The Great Bluetooth Egg Hunt

Each year for Christmas we exchange gifts three times with family over a 24 hour period. There’s a lot of moving people and parts and gifts and trash and I’m always a little worried that a gift card or small gift will end up hidden under a pile of discarded wrapping paper and accidentally get discarded.

You never know exact;y what gift (if any) is going to click with a kid on any given particular year. This year, Mason got half a dozen geeky/techy gifts, all of which he digs. He got an electronics kit that allows you to turn any real world object into a USB controller, a watch that tells time in binary, a starter Arduino kit, and several other gifts that have had his mind racing all day. He also got a small, blue, egg-shaped bluetooth speaker.

Like I said, you never know what’s going to be a hit, and within minutes of opening the speaker Mason had it paired to his phone and was walking around playing music for all to hear. The speaker has a suction cup on the end of it and before long Mason had it attached to his forehead. After reminding Mason about the time he stuck something else to his forehead and ended up with a hickey front and center for a week or so, he pulled the speaker off and put it… somewhere.

That was around 7 A.M.

Sometime later Christmas evening, Mason realized the speaker was missing. Telling a thirteen year old to “retrace his steps” for the past twelve hours on Christmas is kind of pointless. He remembered pulling it off his head and putting it somewhere. And unfortunately, he remembered turning it off (otherwise he could have just played some music and we could have followed the sounds).

Off and on, we searched the house for hours. We started by checking the easy places: the living room, his bedroom, the bathroom, and so on. With each new hint, the search posse would relocate. “It seems like I took it upstairs…” he said, shortly before we all migrated up there and poked around. “Or maybe it was downstairs…” he said, his eyes rolling upwards. Back down we came.

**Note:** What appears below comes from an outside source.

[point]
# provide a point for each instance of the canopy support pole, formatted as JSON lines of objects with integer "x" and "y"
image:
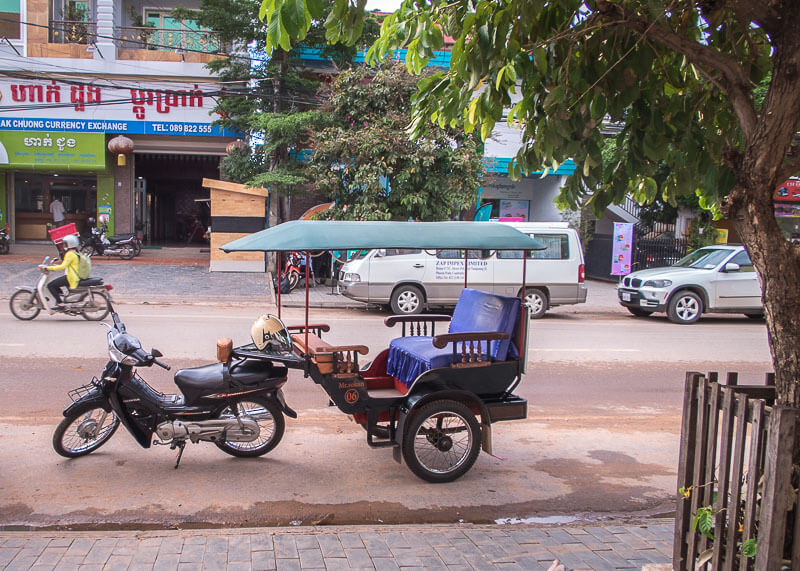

Once all the obvious places had been searched we had to escalate things. “Well, I sharpened a pencil,” he said. Great! I searched the armoire to no avail. “I sat on the couch once,” he offered. For fifteen minutes we took turns, with one of us rolling around on the floor with a flashlight looking underneath while the other plunged their hands deep into the couches crevices. Both of us came up empty handed. We looked under the tree. We looked in the laundry room. We looked in the bathtub, just in case.

As a last ditch effort, we went back through trash piles. First was the giant bag which only contained Christmas wrapping paper and boxes. That one wasn’t gross. When that one yielded nothing it was on to the one that contained some wrapping paper along with a lot of party snack leftovers. Yuck. Lots of waffles and syrup in there, no bluetooth speakers.

Then comes the part where you start searching the parts of the house that other people have already searched because you’re convinced the other people didn’t do a good job. So where I had searched Mason’s bedroom and Susan had searched the bathroom, now it was time for her to search his bedroom and me to search the bathroom.

Around 10 P.M. Mason walked into the living room and announced, “Oh, I found it. I forgot, I put it in the bottom of my school backpack.” And just like that, the search was over.